È proprio sulla “localizzazione” e sul territorio che ha deciso di puntare anche la JAK Bank, la banca etica svedese il cui acronimo significa “Terra, Lavoro, Capitale”, un istituto cooperativo con sede a Skövde che mira a valorizzare l’ambiente, l’uomo e le sue risorse attraverso un ritorno all’economia reale. Sembrava impossibile, quasi come coniare una nuova moneta, eppure 35.000 soci, solo in Svezia, si sono riuniti in questa iniziativa e oggi possiedono (realmente) la loro banca.
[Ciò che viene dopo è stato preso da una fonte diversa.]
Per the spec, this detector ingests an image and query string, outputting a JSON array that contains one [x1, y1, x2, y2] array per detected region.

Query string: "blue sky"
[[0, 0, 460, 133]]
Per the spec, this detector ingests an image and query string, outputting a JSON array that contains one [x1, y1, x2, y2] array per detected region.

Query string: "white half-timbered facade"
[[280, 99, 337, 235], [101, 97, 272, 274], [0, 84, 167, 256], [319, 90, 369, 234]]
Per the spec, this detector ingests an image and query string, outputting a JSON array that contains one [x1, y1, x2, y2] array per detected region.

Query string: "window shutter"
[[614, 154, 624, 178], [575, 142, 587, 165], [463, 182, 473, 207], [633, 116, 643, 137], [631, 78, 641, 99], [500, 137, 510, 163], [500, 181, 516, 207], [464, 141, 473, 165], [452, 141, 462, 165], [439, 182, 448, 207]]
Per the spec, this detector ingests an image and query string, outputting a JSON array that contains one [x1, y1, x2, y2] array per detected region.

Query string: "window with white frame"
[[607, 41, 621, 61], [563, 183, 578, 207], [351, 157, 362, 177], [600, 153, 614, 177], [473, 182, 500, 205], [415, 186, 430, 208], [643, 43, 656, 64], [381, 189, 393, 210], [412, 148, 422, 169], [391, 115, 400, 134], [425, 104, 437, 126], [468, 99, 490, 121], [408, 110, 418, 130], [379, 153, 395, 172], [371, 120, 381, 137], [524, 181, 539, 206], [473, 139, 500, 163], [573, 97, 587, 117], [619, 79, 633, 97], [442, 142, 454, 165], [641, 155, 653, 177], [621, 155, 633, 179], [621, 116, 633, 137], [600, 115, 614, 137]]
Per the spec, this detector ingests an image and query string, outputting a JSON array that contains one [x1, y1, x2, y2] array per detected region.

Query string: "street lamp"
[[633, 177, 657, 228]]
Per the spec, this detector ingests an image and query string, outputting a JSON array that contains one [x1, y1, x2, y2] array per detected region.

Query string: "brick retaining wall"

Ciascuno detiene una sola azione ed ha lo stesso potere decisionale nel consiglio direttivo. Tra i membri avviene il finanziamento e il prestito di denaro (senza alcun profitto per il servizio fornito o interessi), oltre le regole speculative del tradizionale mercato finanziario.
Risparmiatori per i risparmiatori, dunque, che realizzano un approccio all’impresa nuovo, etico e solidale. Perché l’innovazione sociale parte da piccole grandi scommesse. In Brasile come in Svezia.
E in Italia?
PS. Ringrazio per i contributi gli amici brasiliani dell’Istituto di Tecnologia Sociale ed in particolare Gerson da Silva Guimaraes.
Elisa da Silva Guimaraes e Antonella Andriuolo di ASVI Social Change, per il supporto alla stesura.